II. Abdülhamit’in bu şekilde davranması onun hangi özelliğini gösterir? 1891 yılında İstanbul’daki Rum Patriği Dionisios (Diyonisyos) Efendi vefat etmiştir. Cenazesi, Perşembe günü kaldırılacaktır. Fakat aynı gün Moda’da, kayık yarışları yapılacaktır. Bu yarışlar, Sultan II. Abdülhamid’in himayesinde gerçekleşmektedir. Bu demektir ki yarış günü, İstanbul’daki devlet daireleri ve sefarethaneler, Moda’ya gidilmek üzere boşalacak, halk da akın akın kayık yarışlarında yerini alacak, kısaca İstanbul’un kalbi o gün Moda’da atacaktır. İşte bu durum, Rumları hayli endişeye sevk etmiştir. Çünkü, herkes kayık yarışlarında olacağından, cenaze merasimi çok sönük geçecektir.
Bu endişe sebebiyle Yunan Büyükelçiliği, Hariciye Nezaretine bir yazı ile başvurmuştur. Yazıda özetle şöyle denilmektedir:
“Rum patriğinin cenaze alayı, perşembe günü yapılacaktır. Aynı gün Moda’da kayık yarışları da yapılacaktır. Söz konusu yarış aynı zamanda padişahın himayesinde gerçekleşmektedir. Bu hususu, padişah hazretlerinin dikkatine sunup kayık yarışlarının birkaç gün tehiri için zat-ı şahanelerinin iradesi
sağlanabilirse Ortodoks tebaa minnettar kalacaktır.”
Bütün Ortodoksların hislerini yansıtan Yunan sefirinin bu isteği, Sultan II. Abdülhamid’e sunulmuş, padişah konu ile ilgili olarak lazım gelenlerin yapılmasını emretmiştir. Bu çerçevede cenaze, başta padişah yaverlerinden biri olmak üzere, üst seviye devlet görevlileri ve sefirlerin katıldığı resmî bir törenle kaldırılmıştır.
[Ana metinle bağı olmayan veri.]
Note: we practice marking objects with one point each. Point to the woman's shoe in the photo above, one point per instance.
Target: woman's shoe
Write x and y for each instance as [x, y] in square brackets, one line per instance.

Ertesi günü yayımlanan gazetelerdeki haberlere göre, Perşembe günü, İstanbul’da âdeta resmî bir tatil günü yaşanmıştır. Devlet daireleri, sefarethaneler, kançılaryalar, bankalar ve ticarethaneler hemen hemen boşalmıştır. Kayık yarışlarına gitmeye hazırlanan zevat, yarışların tehir edildiğini öğrenince, cenazeye katılmışlardır. Böylece, Rum Patriği, pek çok muteber kişinin katıldığı merasimle defnedilmiştir.
II. Abdülhamit’in bu şekilde davranması onun bütün milletlere ve dinlere karşı hoşgörü içinde olduğunu göstermektedir.